If you've been working with our original Camel BrowserToolkit, you might have noticed a pattern: it got the job done but had some limitations. It operated mainly by taking screenshots and injecting custom IDs into pages to find elements. It was a single-mode, monolithic Python setup that worked for basic tasks, but we knew we could do better. The screenshot-based approach meant you were essentially teaching an AI to click on pictures, which worked but felt a bit like using a smartphone with thick gloves on. Plus, the quality of those visual snapshots wasn't always great, and you couldn't easily access the underlying page structure when you needed it.

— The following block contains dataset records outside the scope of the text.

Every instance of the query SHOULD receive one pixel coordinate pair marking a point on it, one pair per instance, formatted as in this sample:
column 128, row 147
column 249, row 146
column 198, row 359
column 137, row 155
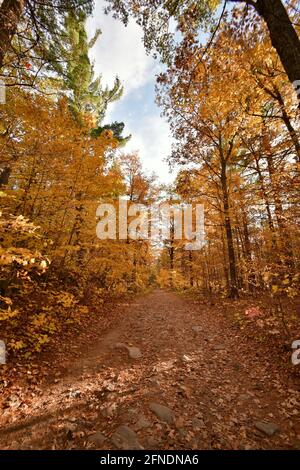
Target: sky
column 120, row 52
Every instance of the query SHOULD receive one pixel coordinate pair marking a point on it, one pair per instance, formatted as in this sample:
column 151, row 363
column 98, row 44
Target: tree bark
column 10, row 16
column 233, row 293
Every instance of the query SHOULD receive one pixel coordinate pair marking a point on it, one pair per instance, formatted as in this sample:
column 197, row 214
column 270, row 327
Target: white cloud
column 152, row 139
column 120, row 51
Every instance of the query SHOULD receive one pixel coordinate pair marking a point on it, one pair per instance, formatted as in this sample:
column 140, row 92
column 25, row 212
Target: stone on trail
column 126, row 439
column 142, row 423
column 197, row 329
column 133, row 352
column 219, row 347
column 162, row 412
column 267, row 428
column 97, row 439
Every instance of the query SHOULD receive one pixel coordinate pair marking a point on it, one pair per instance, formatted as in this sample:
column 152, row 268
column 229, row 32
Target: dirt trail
column 198, row 384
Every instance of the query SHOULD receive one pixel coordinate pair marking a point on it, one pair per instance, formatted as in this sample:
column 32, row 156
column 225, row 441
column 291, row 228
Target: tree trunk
column 283, row 35
column 10, row 16
column 233, row 293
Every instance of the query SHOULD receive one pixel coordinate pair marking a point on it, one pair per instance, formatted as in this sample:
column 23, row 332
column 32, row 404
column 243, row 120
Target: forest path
column 199, row 384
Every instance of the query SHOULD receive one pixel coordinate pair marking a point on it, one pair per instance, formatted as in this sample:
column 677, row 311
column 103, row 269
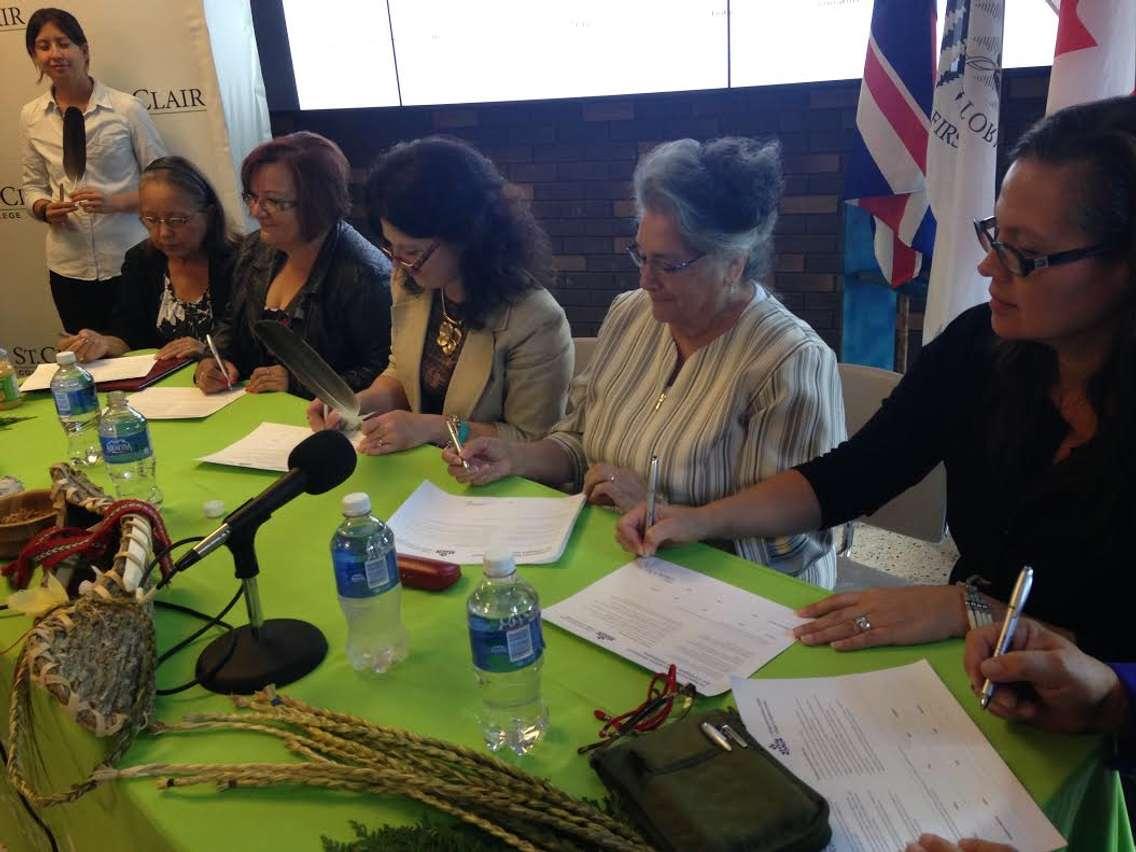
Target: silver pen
column 451, row 426
column 715, row 736
column 220, row 364
column 1005, row 637
column 652, row 486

Enter the Hybrid Browser Toolkit

That's where our new Hybrid Browser Toolkit comes in. We've rebuilt everything from the ground up using a TypeScript-Python architecture that gives you the best of both worlds. Why TypeScript? It's not just about Playwright's native AI-friendly snapshot features – TypeScript is fundamentally better suited for efficient browser operations with its event-driven nature, native async/await support, and direct access to browser APIs without the overhead of language bridges. The TypeScript server handles all the heavy lifting of browser control while Python provides the familiar interface you love. But we didn't stop there. We've added support for CDP (Chrome DevTools Protocol) mode to connect to existing browser instances, and MCP (Model Context Protocol) integration for enhanced AI agent capabilities. You're not just limited to visual operations anymore – now you can seamlessly switch between visual and text-based interactions, access detailed DOM information, and enjoy snapshots that are crisp, accurate, and actually make sense. We've obsessed over the details too, from better element detection to smarter action handling, making the whole experience feel more natural and reliable. It's like upgrading from that smartphone-with-gloves setup to having direct, precise control over everything you need to do in a browser.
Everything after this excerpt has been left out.